Adjust
Pronunciation
- IPA: /əˈdʒʌst/
Origin
From Middle French adjuster, from Latin ad ("to, up to, towards") + iustus ("correct, proper, exact")
Full definition of adjust
Verb
- (transitive) To modify.
- 2013-08-10, A new prescription, As the world's drug habit shows, governments are failing in their quest to monitor every London window-box and Andean hillside for banned plants. But even that Sisyphean task looks easy next to the fight against synthetic drugs. No sooner has a drug been blacklisted than chemists adjust their recipe and start churning out a subtly different one.
- Morimoto's recipes are adjusted to suit the American palate.

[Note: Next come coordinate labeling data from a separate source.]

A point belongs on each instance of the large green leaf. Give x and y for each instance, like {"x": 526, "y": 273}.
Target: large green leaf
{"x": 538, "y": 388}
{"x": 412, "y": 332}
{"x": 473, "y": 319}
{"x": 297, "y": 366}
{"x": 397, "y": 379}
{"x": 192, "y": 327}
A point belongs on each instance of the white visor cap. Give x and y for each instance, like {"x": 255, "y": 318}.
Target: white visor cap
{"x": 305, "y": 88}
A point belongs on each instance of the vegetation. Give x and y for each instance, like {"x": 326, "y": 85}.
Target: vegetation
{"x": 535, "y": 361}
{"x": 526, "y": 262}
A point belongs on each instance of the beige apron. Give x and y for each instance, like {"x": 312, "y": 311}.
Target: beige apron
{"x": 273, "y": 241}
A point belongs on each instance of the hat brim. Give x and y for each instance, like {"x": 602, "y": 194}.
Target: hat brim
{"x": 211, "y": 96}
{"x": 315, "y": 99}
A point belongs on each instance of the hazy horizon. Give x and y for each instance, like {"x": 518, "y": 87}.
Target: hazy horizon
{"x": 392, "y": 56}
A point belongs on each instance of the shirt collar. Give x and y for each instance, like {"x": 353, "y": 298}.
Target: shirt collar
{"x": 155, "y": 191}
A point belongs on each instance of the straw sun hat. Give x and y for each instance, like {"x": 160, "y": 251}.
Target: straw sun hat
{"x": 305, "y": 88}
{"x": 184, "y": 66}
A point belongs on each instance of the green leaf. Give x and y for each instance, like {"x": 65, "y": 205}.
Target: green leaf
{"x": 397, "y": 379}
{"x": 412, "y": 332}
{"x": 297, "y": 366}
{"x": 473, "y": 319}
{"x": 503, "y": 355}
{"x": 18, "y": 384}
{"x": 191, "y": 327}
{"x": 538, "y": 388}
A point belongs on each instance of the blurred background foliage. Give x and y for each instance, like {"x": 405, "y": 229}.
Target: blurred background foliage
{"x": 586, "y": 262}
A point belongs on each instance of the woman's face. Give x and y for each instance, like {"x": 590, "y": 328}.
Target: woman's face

- (transitive) To improve or rectify.
- 2013-06-01, Towards the end of poverty, But poverty’s scourge is fiercest below $1.25 (the average of the 15 poorest countries’ own poverty lines, measured in 2005 dollars and adjusted for differences in purchasing power): people below that level live lives that are poor, nasty, brutish and short.
- He adjusted his initial conclusion to reflect the new data.
- (transitive) To settle an insurance claim.
- (intransitive) To change to fit circumstances.Most immigrants adjust quickly to a new community. She waited for her eyes to adjust to the darkness.